The trail turned suddenly to a high open ridge with scattered thickets here and there. As they labored up the slope I had the does in plain sight. On top the snow was light, and they bounded ahead with fresh strength. The trail led straight along the edge of a cliff, beyond which the deer had vanished. They had stopped running here; I noticed with amazement that they had walked with quick short steps across the open. Eager for a sight of the buck I saw only the thin powdering of snow; I forgot the glare ice that covered the rock beneath. The deer's sharp hoofs had clung to the very edge securely. My heedless feet had barely struck the rock when they slipped and I shot over the cliff, thirty feet to the rocks below. Even as I fell and the rifle flew from my grasp, I heard the buck's loud whistle from the thicket where he was watching me, and then the heavy plunge of the deer as they jumped away.
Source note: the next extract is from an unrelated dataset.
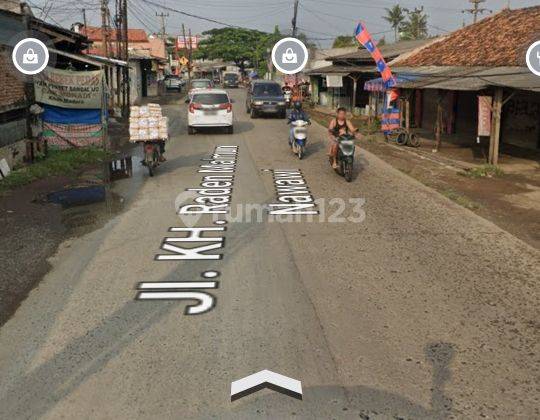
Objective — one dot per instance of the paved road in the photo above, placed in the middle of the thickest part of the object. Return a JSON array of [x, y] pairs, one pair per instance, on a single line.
[[423, 310]]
A great drift at the foot of the cliff saved me. I picked myself up, fearfully bruised but with nothing broken, found my rifle and limped away four miles through the woods to the road, thinking as I went that I was well served for having delivered the deer "from the power of the dog," only to take advantage of their long run to secure a head that my skill had failed to win. I wondered, with an extra twinge in my limp, whether I had saved Old Wally by taking the chase out of his hands unceremoniously. Above all, I wondered—and here I would gladly follow another trail over the same ground—whether the noble beast, grown weary with running, his splendid strength failing for the first time, and his little, long-tended flock ready to give in and have the tragedy over, knew just what he was doing in mincing along the cliff's edge with his heedless enemy close behind. What did he think and feel, looking back from his hiding, and what did his loud whistle mean? But that is always the despair of studying the wild things. When your problem is almost solved, night comes and the trail ends.

When I could walk again easily vacation was over, the law was on, and the deer were safe.